He dragged in as much air as the crushing weight allowed and let out a raw, broken sound that echoed through the empty forest for miles. His eyes were wide, locked on Sam’s lifeless body in the snow.

Just kill me already.

The pressure on his chest increased. The wolf didn’t bite. Didn’t tear into him. It simply sat there, heavy as stone, its jaws hovering near his face, eyes fixed on his — watching.

Watching the life drain out of him.

Dean’s head grew light. His vision blurred. His lungs burned for air. His brain screamed for oxygen while his body lay limp and useless beneath the weight. He stopped trying to breathe. Stopped trying to struggle. Stopped trying to live.

Without looking away from the broken body in the snow, he spent the last of his strength trying to carve that image into his memory — the blood, the torn flesh, the shattered bones that had been his brother just a minute ago.

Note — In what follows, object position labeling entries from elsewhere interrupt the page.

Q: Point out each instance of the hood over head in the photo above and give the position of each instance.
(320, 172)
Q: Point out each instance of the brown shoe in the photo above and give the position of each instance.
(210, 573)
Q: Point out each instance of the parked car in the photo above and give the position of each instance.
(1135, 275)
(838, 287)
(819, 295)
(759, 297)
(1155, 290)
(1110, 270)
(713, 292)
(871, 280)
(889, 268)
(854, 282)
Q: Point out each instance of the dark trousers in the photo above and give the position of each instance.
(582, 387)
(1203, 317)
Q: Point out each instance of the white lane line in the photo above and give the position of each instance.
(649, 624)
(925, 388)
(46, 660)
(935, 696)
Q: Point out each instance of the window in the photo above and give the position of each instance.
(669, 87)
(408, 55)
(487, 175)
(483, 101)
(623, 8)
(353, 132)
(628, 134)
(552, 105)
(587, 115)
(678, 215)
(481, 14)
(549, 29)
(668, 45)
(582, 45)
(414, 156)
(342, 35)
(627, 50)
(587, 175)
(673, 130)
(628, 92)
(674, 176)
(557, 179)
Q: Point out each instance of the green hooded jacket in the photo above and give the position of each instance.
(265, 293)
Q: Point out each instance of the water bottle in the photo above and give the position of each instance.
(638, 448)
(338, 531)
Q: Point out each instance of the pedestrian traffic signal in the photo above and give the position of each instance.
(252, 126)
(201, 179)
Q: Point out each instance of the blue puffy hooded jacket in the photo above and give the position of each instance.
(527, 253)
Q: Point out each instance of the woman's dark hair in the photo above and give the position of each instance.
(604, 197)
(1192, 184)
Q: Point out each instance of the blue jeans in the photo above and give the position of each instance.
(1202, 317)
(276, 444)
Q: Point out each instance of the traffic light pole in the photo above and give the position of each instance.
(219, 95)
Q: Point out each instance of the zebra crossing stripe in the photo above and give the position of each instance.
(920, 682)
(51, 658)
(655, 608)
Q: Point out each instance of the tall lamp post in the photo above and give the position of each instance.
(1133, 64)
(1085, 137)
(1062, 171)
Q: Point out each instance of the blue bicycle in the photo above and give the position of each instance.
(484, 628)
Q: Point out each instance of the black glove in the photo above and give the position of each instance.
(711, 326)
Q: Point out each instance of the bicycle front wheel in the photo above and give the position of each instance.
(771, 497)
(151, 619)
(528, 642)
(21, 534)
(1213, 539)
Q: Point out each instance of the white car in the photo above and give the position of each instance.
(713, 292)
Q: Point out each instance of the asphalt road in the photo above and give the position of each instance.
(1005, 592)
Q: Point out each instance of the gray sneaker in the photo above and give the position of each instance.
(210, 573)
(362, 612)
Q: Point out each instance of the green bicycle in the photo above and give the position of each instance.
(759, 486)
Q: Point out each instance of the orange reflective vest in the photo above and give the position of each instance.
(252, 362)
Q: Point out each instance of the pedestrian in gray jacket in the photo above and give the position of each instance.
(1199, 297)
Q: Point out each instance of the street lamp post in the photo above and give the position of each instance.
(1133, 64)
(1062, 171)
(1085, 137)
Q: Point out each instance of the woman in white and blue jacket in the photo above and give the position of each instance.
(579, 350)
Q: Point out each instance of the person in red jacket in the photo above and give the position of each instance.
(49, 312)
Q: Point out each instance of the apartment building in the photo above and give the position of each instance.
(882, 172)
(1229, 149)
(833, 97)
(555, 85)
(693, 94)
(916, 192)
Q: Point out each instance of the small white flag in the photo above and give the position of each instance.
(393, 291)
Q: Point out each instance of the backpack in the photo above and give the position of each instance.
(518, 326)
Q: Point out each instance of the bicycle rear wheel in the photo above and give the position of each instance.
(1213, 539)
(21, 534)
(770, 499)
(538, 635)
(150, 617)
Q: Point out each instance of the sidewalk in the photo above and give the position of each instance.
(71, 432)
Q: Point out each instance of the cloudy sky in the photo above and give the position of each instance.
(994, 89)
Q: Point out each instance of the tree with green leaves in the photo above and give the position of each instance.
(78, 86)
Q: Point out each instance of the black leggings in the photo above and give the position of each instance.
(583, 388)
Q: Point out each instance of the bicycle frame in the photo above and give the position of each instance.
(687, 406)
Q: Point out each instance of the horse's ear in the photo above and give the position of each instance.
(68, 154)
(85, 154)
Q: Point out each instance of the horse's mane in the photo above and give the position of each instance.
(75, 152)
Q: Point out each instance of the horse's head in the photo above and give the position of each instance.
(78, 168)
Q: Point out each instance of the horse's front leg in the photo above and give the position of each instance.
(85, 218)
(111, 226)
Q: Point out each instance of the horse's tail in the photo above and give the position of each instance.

But even that image slipped from him. He tried to hold onto it by sheer will alone. Not with his body — only with his mind. He couldn’t. Everything blurred into a single wash of red. His eyelids grew too heavy to lift. And he let the darkness swallow him whole.

 


 

The first thing he became aware of was that his body no longer belonged to him. The connection was severed. Dean was left alone with the pain — and the pain had no intention of going anywhere.

Pressure consumed him. It was pulling him apart molecule by molecule, crushing him down, forcing him somewhere deep where the sun would never reach. His body begged for oxygen, for release from the iron chains that seemed wrapped around him, their metallic scent washing over him in waves.

The smell of iron and salt. The smell of blood.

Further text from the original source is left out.